The Dreamweavers looked calm and relaxed. He hadn’t seen Raeli much since Auraya’s resignation, not even in passing at the Tower. The male Dreamweaver with her was middle-aged, thin-faced and wore a short beard. He reminded Danjin a little of Leiard.
“What can we help you with, Ellareen of the White?” Raeli asked.
Ella smiled. “I was hop
ing I might be able to help you. A few weeks ago I was given the task of finding a way to end the violence against Dreamweavers and the hospice.” If this news pleased the pair, Danjin noted, they showed no sign of it. “At the advice of my adviser, Danjin Spear, I have been examining the reasons people might wish you and the hospice harm. That is why I have been using this room.” She glanced at the window. “To watch the thoughts of those passing the hospice.”
The eyebrows of the two Dreamweavers rose.
“Did you discover anything of use?” Raeli asked.
“I did. I don’t need to point out to you that some people of this city have an irrational dislike of Dreamweavers.” Ella’s expression was serious now. “That has been so for a long time and doesn’t explain the recent attacks.
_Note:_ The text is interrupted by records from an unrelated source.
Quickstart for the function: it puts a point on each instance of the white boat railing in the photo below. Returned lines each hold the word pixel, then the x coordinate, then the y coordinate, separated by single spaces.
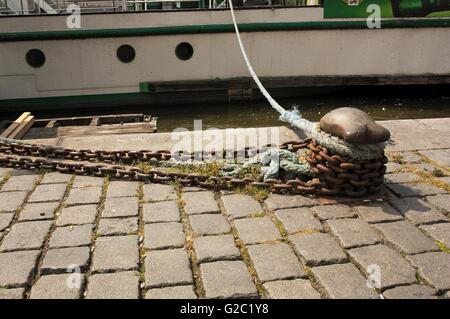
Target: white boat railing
pixel 27 7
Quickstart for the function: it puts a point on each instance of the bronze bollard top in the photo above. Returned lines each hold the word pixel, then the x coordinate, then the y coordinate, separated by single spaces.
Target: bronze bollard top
pixel 354 126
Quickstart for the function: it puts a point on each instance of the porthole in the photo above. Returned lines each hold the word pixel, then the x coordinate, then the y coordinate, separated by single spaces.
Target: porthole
pixel 126 53
pixel 35 58
pixel 184 51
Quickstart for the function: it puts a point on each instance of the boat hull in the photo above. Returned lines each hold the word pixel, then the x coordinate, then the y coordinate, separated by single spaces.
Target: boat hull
pixel 297 49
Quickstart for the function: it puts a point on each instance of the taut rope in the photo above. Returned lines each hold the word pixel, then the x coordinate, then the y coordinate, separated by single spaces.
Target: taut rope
pixel 335 144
I suspected that something happened a few months ago that changed people’s opinion.” She paused, looking from one Dreamweaver to the other. “I believe the cause was the news that Mirar is alive.”
Raeli’s gaze sharpened. “A rumor,” she said. “That is all.”
Ella nodded. “A rumor some believe enough to start killing Dreamweavers.”
“You want us to deny the rumor?” Kyn asked. “They won’t believe us.”
“No,” Ella agreed. “Some people will never believe anything but what they want to. Most, however, are simply followers, as easily led astray into lawlessness as back to lawfulness. We must find the leaders, but also woo back their followers. To do so…” Ella paused and glanced at the window. She frowned and turned her attention back to the Dreamweavers. “To do that, we must assuage their fears. What they fear, I have learned, is what will happen if Mirar begins to influence the Dreamweavers again. They fear he will make Dreamweavers dangerous.”
Raeli pursed her lips as she considered Ella’s words. She looked at Kyn, who was frowning.
“You want us to assure people otherwise?” he asked. “They won’t believe that either.”
Danjin expected Ella to deny that, but she did not speak. He looked at her and found she was staring out the window again. When she turned back she wore a distracted expression. It quickly disappeared.
“No,” she said, meeting Kyn’s eyes. “I want you to declare that you won’t have anything to do with Mirar. That the Dreamweavers have got along without him for a hundred years and will continue to do so.” She turned to Raeli, who had opened her mouth to protest. “Have you found that missing Dreamweaver student yet?”